Autodesk's Maya 2020.4 sees Bitfrost improvements & more
December 8, 2020

Autodesk's Maya 2020.4 sees Bitfrost improvements & more

SAN FRANCISCO — Autodesk ( has rolled out Maya 2020.4, which includes the biggest update to the Bifrost visual programming environment to date. The release also integrates the latest version of Arnold, bringing artists a faster, more creatively engaging rendering experience, as well as updates to the Motion Library and Substance plug-ins.

Users can now drag and drop Maya curves directly into Bifrost graphs, where they are converted into Bifrost strands and can be used to build curve-based assets and tools. Artists can now view Bifrost graphs as either DG or DAG nodes, that are visible in the outliner. DAG nodes are the new default for Bifrost graphs in Maya.

Using fields nodes, artists can now define custom fields to act as dynamic influences on particles cloth, or aerodynamic simulations without having to go inside FX compounds to edit them. Higher-level scattering and instancing compounds have been added to the Bifrost toolkit, including a blue noise scattering node and integration with the new fields system.

Volume tools now support fully adaptive conversions between meshes and volumes, merging adaptive volumes, and converting between fields and volumes. Users can now produce more accurate collisions and self-collisions with an updated Material Point Method (MPM) solver.

The Aero solver gains significant performance enhancements, as well as increased capacity for detail refinement and artifact reduction, and new features like texture advection. The ability to instantly terminate computation allows users to quickly escape out of slow running simulations by hitting the ESC key.

Maya 2020.4 also provides a faster, more engaging rendering experience with Arnold 6.1. Users can now adjust image exposure, color correction, white balance, tone mapping and vignetting using new post-processing nodes called ‘imagers’.

A new priority system for overlapping transparent objects enables artists to create scenes with more physically-accurate reflections and refraction of rays. This allows for more realistic renders of scenes such as glass containers with liquid contents and bubbles or ice cubes.

The GPU renderer can now partially load textures, providing big savings on both memory consumption and rendering time. Support for light linking and additional light AOV groups, and enhanced OSL JIT compilation performance have also been added.

Several plug-in updates have also been made. The native Motion Library plug-in includes enhanced character previews with new orbit and zoom functions and a smoother initialization experience. And an updated Substance plug-in adds Substance Engine 8.0.3 compatibility, Standard Surface support and improved interoperability with Maya and other Substance programs.

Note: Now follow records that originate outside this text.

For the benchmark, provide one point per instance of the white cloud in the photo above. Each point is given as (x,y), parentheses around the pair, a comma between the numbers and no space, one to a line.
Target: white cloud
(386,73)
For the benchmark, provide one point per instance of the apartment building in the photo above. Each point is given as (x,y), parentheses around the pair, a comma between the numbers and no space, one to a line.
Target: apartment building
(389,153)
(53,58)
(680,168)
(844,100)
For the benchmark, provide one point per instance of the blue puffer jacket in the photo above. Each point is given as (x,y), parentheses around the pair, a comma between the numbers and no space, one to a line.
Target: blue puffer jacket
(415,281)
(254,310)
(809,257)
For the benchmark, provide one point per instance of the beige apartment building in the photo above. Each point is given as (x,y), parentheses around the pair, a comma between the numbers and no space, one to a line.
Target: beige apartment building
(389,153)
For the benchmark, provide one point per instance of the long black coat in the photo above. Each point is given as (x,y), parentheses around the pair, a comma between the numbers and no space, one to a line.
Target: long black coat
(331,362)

“Artists are being challenged to create ever-more complex visuals, whether for film, TV, or games,” explains Ben Fischler, industry strategy manager at Autodesk. “Maya 2020.4 was designed with artists in mind, offering major updates to Bifrost for Maya and Arnold to help them tackle increasingly complex work while pushing their creative limits. Creating detailed simulations for smoke, fire, snow, explosions and more, or procedurally generated environments, has historically required a high level of expertise, but with the latest updates to Bifrost in Maya 2020.4, artists of all skill levels can take their first steps in visual programming, building powerful simulations and custom tools.”